Gloomy times ahead for China

China faces a major slowdown in the growth of its economy as investment spending loses its momentum and consumer spending fails to offset that, according to a new report from the Monaco-based investment gurus Pivot Capital Management.

Development in China has been driven primarily by capital spending, but relative to the economy that has now reached unprecedented levels – accounting for almost 90% of growth in the first half of this year. The boom cannot be sustained at current rates and the chances of a hard landing are increasing.

Analysis of industrial capacity, urbanisation and infrastructure development “shows that China’s industrialisation and structural modernisation are largely complete” – therefore its future long-term fixed capital formation needs are being grossly over-estimated.

China is “running out of easy ways to boost growth through investment.”

• The manufacturing base is increasingly mature and there are few areas where there’s an obvious need for capacity expansion. Its current steel production is greater than that of the European Union, Japan, the US and Russia combined. Despite idle capacity of 160 million tons of steel a year, additional capacity of 60 million is under construction.

In cement, having doubled its capacity, China now produces and consumes more than the rest of the world combined.

Because of the way electricity is subsidised, heavy industry is notoriously inefficient in use of energy – which has probably led to over-estimation of future power generation needs, an important area of capital spending in recent years.

• The movement of hundreds of millions of people from rural areas to the cities “is perhaps the most quoted fundamental trend that should drive China’s growth for the next few decades,” generating demand for construction, real estate and home equipment.

But, the Pivot researchers argue, the “numbers are not what they seem.” If the same definitions of what are classified as villages, townships and cities were used by statisticians as in other major countries, China is already one of the world’s most urbanised nations.

Potential for future growth in residential property is limited by a very high home ownership level (86% in 2005) and affordability – price-to-income ratios have reached 15 to 20 times in major cities and around ten times in regional cities.

• Infrastructure has been the prime beneficiary of the gigantic stimulus package launched late last year. But the economic justification for many of the projects is increasingly questionable.

China already has a highway system two-thirds to three-quarters the size of America’s, despite a vehicle population less than one-fifth the size. It has roughly the same number of bridges as the US, despite one-fifth as many rivers. The only area of infrastructure where further investment clearly makes sense is the rail network.

A lot of infrastructure projects are now in sparsely-populated inland areas (“bridges to nowhere”), or clearly primarily intended to be prestigious, such as the Qinghai-Tibet railway.

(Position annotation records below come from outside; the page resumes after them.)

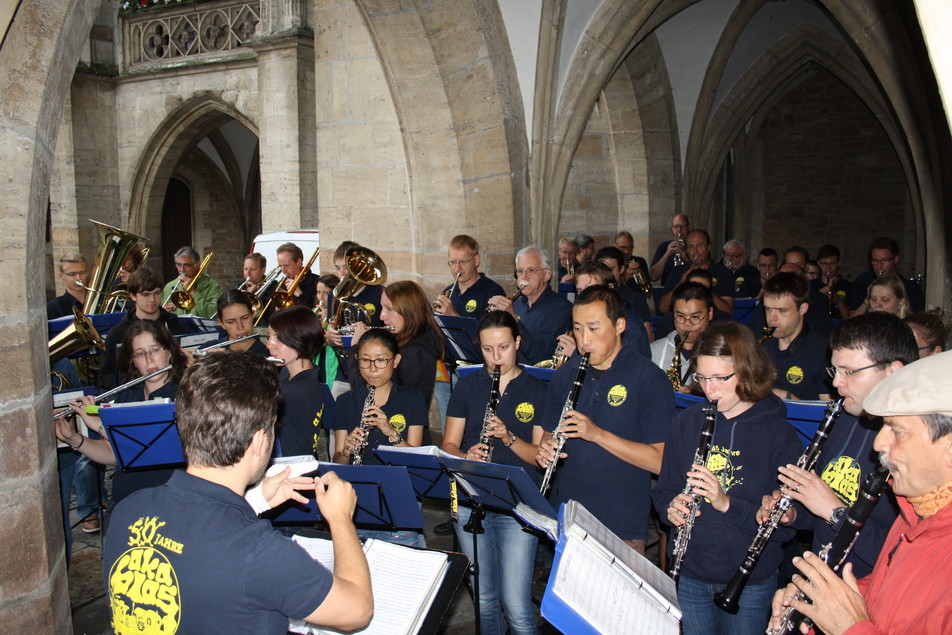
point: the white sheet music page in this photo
(606, 597)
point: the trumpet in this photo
(117, 389)
(357, 456)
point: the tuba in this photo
(364, 268)
(182, 298)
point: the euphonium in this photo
(484, 435)
(182, 299)
(284, 299)
(700, 458)
(727, 599)
(570, 402)
(357, 456)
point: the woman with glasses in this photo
(394, 417)
(506, 551)
(752, 438)
(294, 337)
(148, 346)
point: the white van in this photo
(267, 245)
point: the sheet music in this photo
(404, 582)
(605, 596)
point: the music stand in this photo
(385, 498)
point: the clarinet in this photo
(727, 599)
(484, 436)
(700, 458)
(834, 553)
(570, 402)
(357, 456)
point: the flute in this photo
(728, 598)
(836, 551)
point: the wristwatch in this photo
(837, 516)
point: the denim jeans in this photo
(506, 558)
(701, 615)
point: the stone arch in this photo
(172, 142)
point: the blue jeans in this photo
(701, 615)
(506, 558)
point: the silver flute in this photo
(559, 437)
(357, 456)
(484, 436)
(700, 458)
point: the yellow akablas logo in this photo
(144, 592)
(399, 422)
(795, 374)
(617, 395)
(525, 412)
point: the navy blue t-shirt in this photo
(405, 407)
(192, 557)
(632, 399)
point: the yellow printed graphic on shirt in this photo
(144, 592)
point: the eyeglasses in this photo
(714, 380)
(693, 319)
(152, 352)
(531, 271)
(833, 371)
(380, 362)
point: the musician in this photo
(145, 290)
(473, 289)
(193, 556)
(506, 551)
(568, 258)
(745, 275)
(907, 591)
(931, 332)
(542, 313)
(294, 336)
(235, 317)
(798, 354)
(397, 417)
(751, 438)
(663, 260)
(884, 259)
(697, 250)
(291, 261)
(693, 312)
(865, 350)
(205, 292)
(147, 346)
(74, 274)
(615, 435)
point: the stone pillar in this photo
(286, 132)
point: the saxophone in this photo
(484, 436)
(700, 458)
(674, 371)
(570, 402)
(357, 456)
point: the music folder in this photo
(385, 498)
(143, 435)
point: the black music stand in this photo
(385, 498)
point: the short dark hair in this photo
(499, 320)
(223, 401)
(600, 293)
(755, 372)
(230, 297)
(162, 337)
(791, 284)
(144, 279)
(687, 291)
(298, 328)
(883, 337)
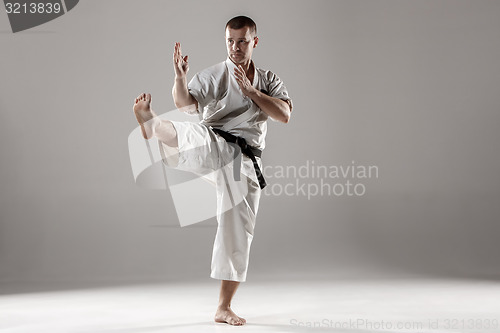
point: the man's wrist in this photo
(180, 79)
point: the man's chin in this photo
(237, 59)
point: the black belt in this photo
(249, 151)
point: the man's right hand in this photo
(181, 65)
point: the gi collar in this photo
(231, 66)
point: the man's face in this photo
(240, 44)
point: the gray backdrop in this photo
(408, 86)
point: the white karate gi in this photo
(221, 104)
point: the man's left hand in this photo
(244, 83)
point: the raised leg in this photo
(151, 124)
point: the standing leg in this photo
(224, 314)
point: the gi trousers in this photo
(206, 154)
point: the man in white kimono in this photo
(234, 99)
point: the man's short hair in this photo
(239, 22)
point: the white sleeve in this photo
(201, 88)
(277, 89)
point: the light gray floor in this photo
(377, 305)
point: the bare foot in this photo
(226, 315)
(145, 115)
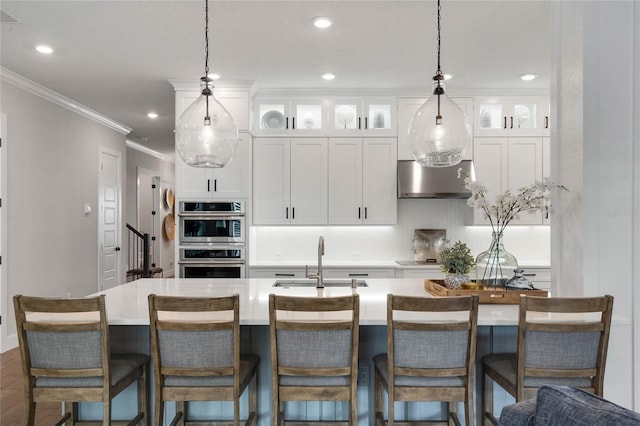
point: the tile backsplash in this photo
(529, 244)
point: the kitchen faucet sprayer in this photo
(318, 275)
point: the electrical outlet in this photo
(363, 375)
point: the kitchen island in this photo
(127, 313)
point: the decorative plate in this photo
(273, 120)
(169, 227)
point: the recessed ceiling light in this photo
(44, 49)
(322, 22)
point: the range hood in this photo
(415, 181)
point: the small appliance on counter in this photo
(426, 243)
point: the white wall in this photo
(595, 235)
(52, 158)
(166, 171)
(530, 244)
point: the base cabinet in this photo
(290, 181)
(228, 182)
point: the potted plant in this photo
(456, 261)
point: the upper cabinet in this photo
(277, 116)
(290, 181)
(231, 181)
(228, 182)
(362, 181)
(363, 116)
(496, 116)
(407, 107)
(324, 116)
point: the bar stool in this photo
(429, 357)
(64, 345)
(195, 344)
(314, 351)
(550, 350)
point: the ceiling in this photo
(117, 57)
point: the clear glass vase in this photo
(495, 265)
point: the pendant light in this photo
(439, 132)
(206, 135)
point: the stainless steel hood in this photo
(415, 181)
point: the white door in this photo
(345, 181)
(109, 219)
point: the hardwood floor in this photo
(12, 395)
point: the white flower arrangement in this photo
(508, 206)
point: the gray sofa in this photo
(562, 405)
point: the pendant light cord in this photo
(439, 71)
(206, 91)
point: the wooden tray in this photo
(487, 296)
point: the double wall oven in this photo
(212, 239)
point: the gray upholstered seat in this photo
(196, 352)
(64, 345)
(314, 355)
(551, 351)
(427, 359)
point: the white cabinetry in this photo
(269, 272)
(228, 182)
(277, 116)
(359, 273)
(290, 181)
(362, 181)
(507, 163)
(510, 116)
(369, 116)
(407, 107)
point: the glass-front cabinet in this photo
(372, 116)
(285, 116)
(510, 116)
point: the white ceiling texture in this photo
(117, 57)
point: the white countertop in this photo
(127, 303)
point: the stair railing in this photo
(135, 240)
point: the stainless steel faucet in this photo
(318, 275)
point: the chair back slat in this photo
(556, 351)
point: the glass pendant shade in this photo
(206, 135)
(439, 133)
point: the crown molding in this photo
(32, 87)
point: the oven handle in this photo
(208, 215)
(212, 262)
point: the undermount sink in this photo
(314, 283)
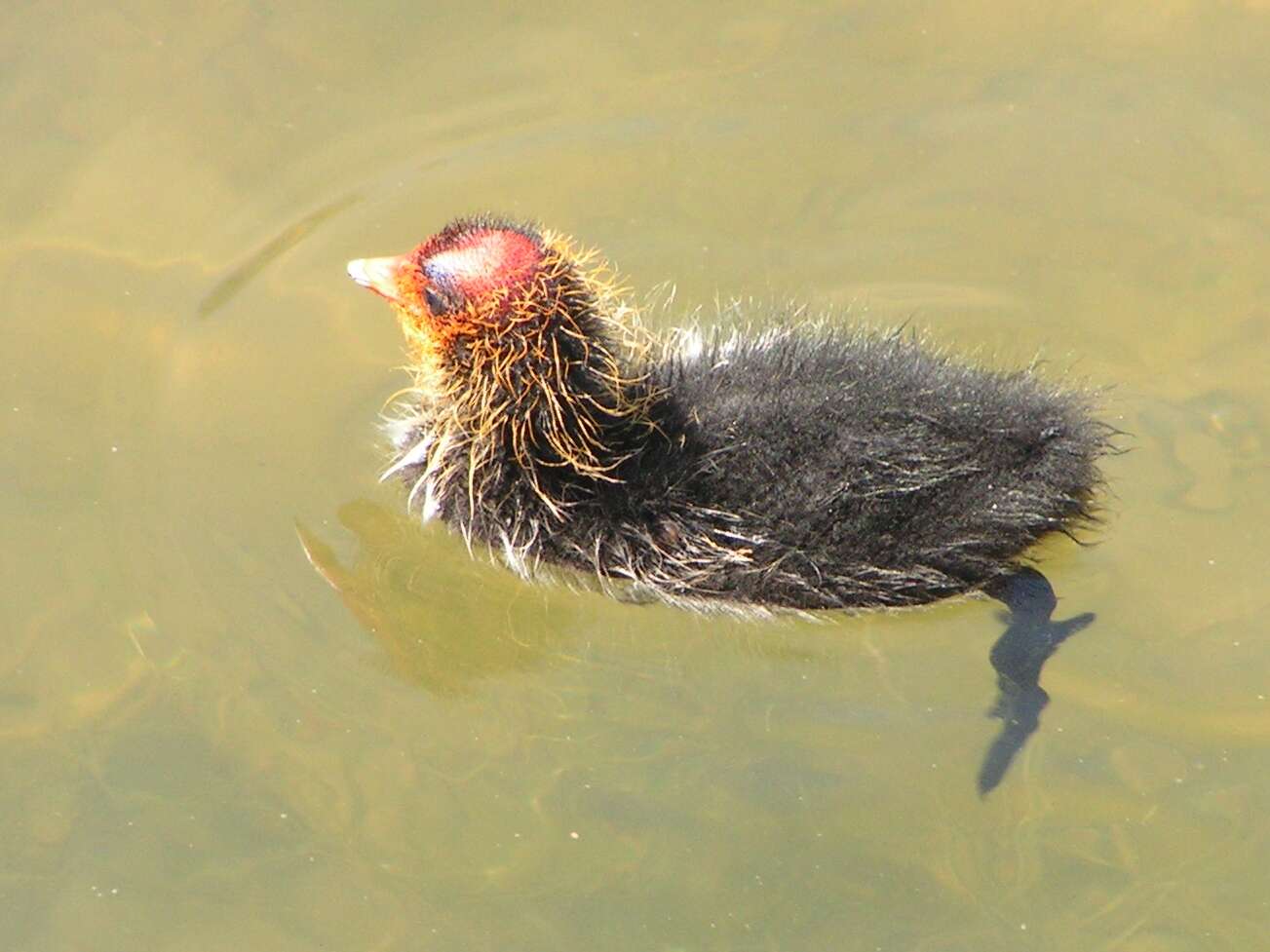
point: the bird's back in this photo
(876, 471)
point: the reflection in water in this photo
(1030, 637)
(231, 285)
(427, 634)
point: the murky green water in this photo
(205, 746)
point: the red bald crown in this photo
(478, 258)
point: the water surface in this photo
(204, 745)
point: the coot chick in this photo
(803, 468)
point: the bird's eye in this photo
(441, 301)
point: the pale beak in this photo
(380, 275)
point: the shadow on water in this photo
(1030, 638)
(427, 633)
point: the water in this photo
(204, 745)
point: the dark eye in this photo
(436, 302)
(443, 300)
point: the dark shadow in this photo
(1030, 637)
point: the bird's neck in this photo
(548, 415)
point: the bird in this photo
(800, 465)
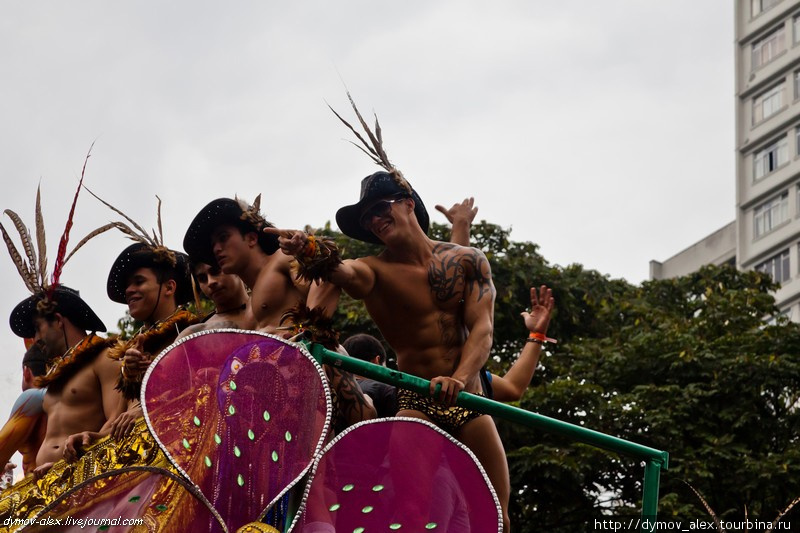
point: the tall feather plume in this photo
(58, 266)
(27, 277)
(374, 148)
(27, 243)
(160, 230)
(144, 237)
(41, 243)
(102, 229)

The Pivot study expects infrastructure growth to halve next year and go flat or even negative in 2011.

China bulls suggest that private consumption will overtake fixed capital formation as the engine of economic growth. But private consumption only accounts for about one-third of the economy. Even making optimistic assumptions, private consumption would have to grow three to four times faster than in the past decade to compensate for the imminent fall in fixed investment.

The coming decline in the rate of growth

Such expectations are “unrealistic.” The latest central bank survey of consumer sentiment shows that a record low 8.6% of households consider their income “adequate,” compared to 32% in the first half of 2007. This is “hardly star material” for a consumption boom now in China, say the Pivot researchers.

The labour market is another worry. Urban unemployment is far worse than the politically-manipulated figures suggest – probably more than double the level the government admits to, and perhaps as high as 27% of the work force. Almost a million university graduates who started looking for jobs last year are still unemployed, and about 3.5 million of this year’s graduates.

The Pivot study concludes that China’s economic growth is soon going to decline to 5%-6% a year, “and probably slowing down even more later on.”

This will have “enormous consequences on what China imports from the rest of the world as it shifts from commodity and capital goods into (most likely locally-produced) consumer goods and services.”

Gloomy stuff for bulls of the Middle Kingdom like myself. It suggests that if we want to invest in China, we need to be particularly selective and concentrate on the best-connected as well as the best-managed companies focused on future domestic demand opportunities.